Reviewing five actions to show how industrials can invest in renewable energy

No one said the energy transition is easy. For many companies there have been cost and accounting reasons why they have not been active in investing in renewable energy. Andrew Winston writes on the Harvard Business Review website how it can be made to happen.

 

How Industrial Firms Invest in Renewable Energy, Affordably

Big companies have been buying a lot of clean energy lately – 3.5 gigawatts of renewable capacity last year alone (a good chunk of all the capacity added*). These leaders, mostly consumer-facing brands like Google, Apple, Microsoft, Walmart, and IKEA, have been covering their roofs and filling giant fields with solar panels and wind turbines. To do this, they have mostly used power purchasing agreements (PPAs) to buy their clean power. Under this financing structure, the company contracts to buy kilowatts, not the turbines and panels. They put up almost no capital and usually lower their day-to-day energy costs.

It sounds like an easy win-win, but industrial companies have had a harder time making it all work for two key reasons: costs and accounting. First, due in large part to the scale and consistency of their energy purchasing, industrials already pay the lowest rates for power. Second, signing long-term power agreements for 15 to 20 years is hard for any company to swallow, and they often struggle with how to handle the accounting (is the contract a lease? Is it a liability, an asset, or something else?). This hurdle seems especially hard for old-school, more fiscally conservative entities.

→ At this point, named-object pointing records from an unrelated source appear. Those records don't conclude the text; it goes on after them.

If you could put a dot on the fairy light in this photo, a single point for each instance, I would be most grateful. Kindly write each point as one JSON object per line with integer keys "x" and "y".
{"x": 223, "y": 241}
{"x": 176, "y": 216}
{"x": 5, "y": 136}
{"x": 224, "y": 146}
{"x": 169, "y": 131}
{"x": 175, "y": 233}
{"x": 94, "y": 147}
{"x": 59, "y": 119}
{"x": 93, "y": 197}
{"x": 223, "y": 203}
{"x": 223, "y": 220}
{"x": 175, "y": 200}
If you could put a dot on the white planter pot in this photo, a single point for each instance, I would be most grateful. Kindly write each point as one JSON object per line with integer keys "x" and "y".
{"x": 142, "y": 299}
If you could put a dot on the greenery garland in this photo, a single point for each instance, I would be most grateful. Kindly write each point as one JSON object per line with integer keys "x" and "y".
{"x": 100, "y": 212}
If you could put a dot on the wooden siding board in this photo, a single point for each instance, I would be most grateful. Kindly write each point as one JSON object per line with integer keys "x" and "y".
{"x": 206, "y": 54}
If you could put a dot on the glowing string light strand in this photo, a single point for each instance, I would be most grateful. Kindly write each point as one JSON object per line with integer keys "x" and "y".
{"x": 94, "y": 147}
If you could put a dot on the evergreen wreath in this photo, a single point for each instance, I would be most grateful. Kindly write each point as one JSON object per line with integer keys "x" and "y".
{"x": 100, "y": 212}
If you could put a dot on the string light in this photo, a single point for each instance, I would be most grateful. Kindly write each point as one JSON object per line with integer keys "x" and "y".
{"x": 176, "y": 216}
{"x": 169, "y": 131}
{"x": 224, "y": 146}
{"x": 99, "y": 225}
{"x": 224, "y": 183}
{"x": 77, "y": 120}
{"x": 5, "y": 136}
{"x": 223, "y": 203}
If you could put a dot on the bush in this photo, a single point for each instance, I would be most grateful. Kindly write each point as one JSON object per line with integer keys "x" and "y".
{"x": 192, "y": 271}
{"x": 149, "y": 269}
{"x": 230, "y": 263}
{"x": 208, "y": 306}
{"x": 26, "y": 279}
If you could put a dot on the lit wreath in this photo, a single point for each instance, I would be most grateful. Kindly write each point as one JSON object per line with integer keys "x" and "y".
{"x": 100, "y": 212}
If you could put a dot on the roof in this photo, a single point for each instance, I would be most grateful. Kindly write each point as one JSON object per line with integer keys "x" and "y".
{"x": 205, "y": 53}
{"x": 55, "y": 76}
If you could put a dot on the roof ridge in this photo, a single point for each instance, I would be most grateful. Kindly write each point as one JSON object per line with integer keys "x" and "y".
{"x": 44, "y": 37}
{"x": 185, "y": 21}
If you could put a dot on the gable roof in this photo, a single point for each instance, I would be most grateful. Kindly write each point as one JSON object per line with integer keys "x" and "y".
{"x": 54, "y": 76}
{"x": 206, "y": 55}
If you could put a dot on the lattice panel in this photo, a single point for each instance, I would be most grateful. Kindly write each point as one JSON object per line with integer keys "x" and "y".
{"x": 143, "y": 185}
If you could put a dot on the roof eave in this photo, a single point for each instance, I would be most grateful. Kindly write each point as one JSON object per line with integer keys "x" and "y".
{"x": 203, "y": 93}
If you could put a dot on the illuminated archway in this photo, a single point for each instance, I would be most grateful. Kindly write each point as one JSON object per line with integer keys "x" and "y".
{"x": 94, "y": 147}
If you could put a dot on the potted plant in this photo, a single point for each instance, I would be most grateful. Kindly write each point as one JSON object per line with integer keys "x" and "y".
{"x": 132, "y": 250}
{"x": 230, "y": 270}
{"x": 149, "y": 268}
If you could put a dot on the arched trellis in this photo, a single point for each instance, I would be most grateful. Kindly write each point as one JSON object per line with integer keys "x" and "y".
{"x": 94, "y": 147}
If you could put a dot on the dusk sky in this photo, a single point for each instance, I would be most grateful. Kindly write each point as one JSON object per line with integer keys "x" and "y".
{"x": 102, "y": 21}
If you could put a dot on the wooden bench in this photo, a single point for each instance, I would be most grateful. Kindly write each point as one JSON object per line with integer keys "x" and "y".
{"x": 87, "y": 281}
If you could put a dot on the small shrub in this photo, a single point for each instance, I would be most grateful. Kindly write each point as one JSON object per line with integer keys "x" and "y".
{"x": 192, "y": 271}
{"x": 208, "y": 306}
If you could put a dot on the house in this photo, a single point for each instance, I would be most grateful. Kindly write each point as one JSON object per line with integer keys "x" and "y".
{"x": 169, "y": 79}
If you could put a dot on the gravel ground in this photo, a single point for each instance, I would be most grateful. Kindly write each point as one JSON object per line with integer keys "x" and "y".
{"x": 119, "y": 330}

So the PPA terms that retailers and tech companies sign have not worked for the heavy guys.

Until now.

Manufacturers like Dow and Owens Corning are showing it can work for industrials as well. Both have recently contracted to buy the power from multiple 100-plus megawatt wind farms. I spoke with Owens Corning execs, catching up after working with them a number of years ago, to understand how they did it. Frank O’Brien-Bernini, the company’s Vice President and Chief Sustainability Officer, laid out the strategy he and his team used to get over the hurdles, which boils down to five key actions:

Research how others do it. They held about 40 meetings with companies that had bought renewable energy and with big project developers. Then, after their own renewables purchases, they’ve “paid it forward” and talked with other industrials.

Get early buy-in. They had framing conversations with the CEO and CFO early on to discuss any financial or operational challenges. As renewables costs have dropped, the first hurdle on cost has gotten easier, but not gone away entirely, and the accounting issues remain.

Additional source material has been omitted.